We focused on themes such as the role of and dynamics between the EU institutions; the interplay between private stakeholders and public organisations; the ins and outs of engaging with the media, politicians, and third parties; how the changing domestic and international political landscape influences GPLUS’ outlook and approach; some potential outcomes from Brexit and what it could mean for the industry; and finally, the impact all these interactions could have at a UK/EU level.
For us, consultancy work is closely tied in with politics, and the day to day activities that go on in and around Westminster. We used this discussion to emphasise the impact political uncertainty can have on a successful advocacy campaign, and why as a consultant, it is important to be able to read the political environment carefully. It was also important for us to highlight the various tools both in-house and private consultancies (such as GPLUS) use i.e. print and social media, grassroots campaigning, parliamentary meetings, third party influence etc to shape opinion and influence decision makers.

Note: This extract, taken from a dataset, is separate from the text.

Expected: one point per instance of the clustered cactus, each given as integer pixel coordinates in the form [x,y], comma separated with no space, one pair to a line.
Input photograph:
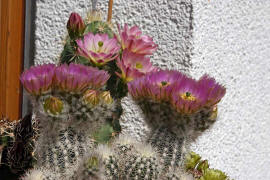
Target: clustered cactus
[77,109]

As practitioners in the field, there are a handful of skills we feel are important to excel in a consultancy role. We thought we’d spend some time discussing these with the students too, and there were many interesting suggestions which the students touched upon i.e. adaptability, organisation, critical thinking, and communication just to name a few – all of which can transform a public affairs campaign.
Towards the end of the session, we took the students through some case studies – offering them an insight into EU, UK, and pan-European focused work. We thought it would be fun to get their thoughts on how they would develop a strategy to meet the stakeholder’s objective. Being put on the spot is never easy, but the LSE students demonstrated that they could think outside the box, and in fact came up with some really interesting suggestions!
Overall, GPLUS would certainly welcome the opportunity to speak with LSE students again, and look forward to hearing from those that attended this year.